French politician and activist

Safia Lebdi (born on February 6, 1974, in Clermont-Ferrand) is a French politician and activist.

Advocating feminism and secularism, and a member of Europe Écologie Les Verts, in 2007 she created the Insoumis-es movement, of which she is president. She is also president of Legalize, a pro-cannabis association.

== Biography ==
Safia Lebdi has been involved with women in her neighborhood since 1998, leading meetings and subsequently a national march in 23 cities in France, "the women's march against the ghettos and for equality", which will give birth to the Ni Putes Ni Soumises movement. Co-founder and spokesperson, she refuses political appropriation and created Les Insoumis-es. In 2010, she was elected EELV regional councilor for Île-de-France; in this capacity, she chaired the Île-de-France film commission for six years and was also a member of the culture commission.

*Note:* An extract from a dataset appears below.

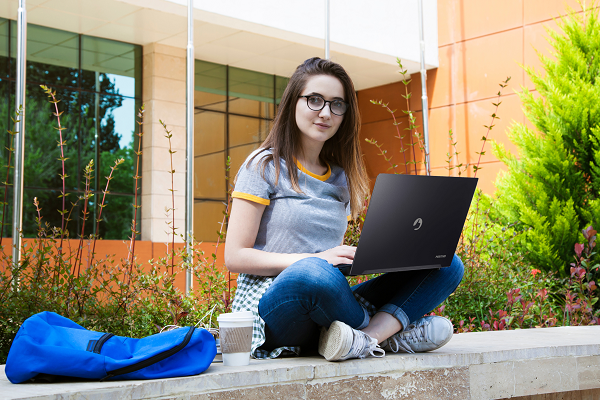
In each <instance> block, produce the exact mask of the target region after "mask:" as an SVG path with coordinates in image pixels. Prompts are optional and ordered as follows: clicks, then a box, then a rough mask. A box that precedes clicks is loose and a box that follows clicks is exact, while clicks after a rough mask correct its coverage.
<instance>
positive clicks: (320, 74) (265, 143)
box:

In 2011, she initiated Michel Gondry's amateur film factory in Aubervilliers. A disused match factory, the Manufacture des allumettes d'Aubervilliers, has been transformed into a place of image education for young people. Safia Lebdi supports many creations from the suburbs, including Houda Benyamina, who won the Caméra d'or at the Cannes Film Festival in May 2016 for her first feature film Divines, or the recycling of cultural sets with Arstock and La Réserve des arts.

In 2012, Safia Lebdi organized the visit to Paris of Femen from Ukraine, establishing the movement internationally. Eminent Femen will thus appear in the Arab world, advocating for LGBT rights, particularly in Tunisia and Morocco.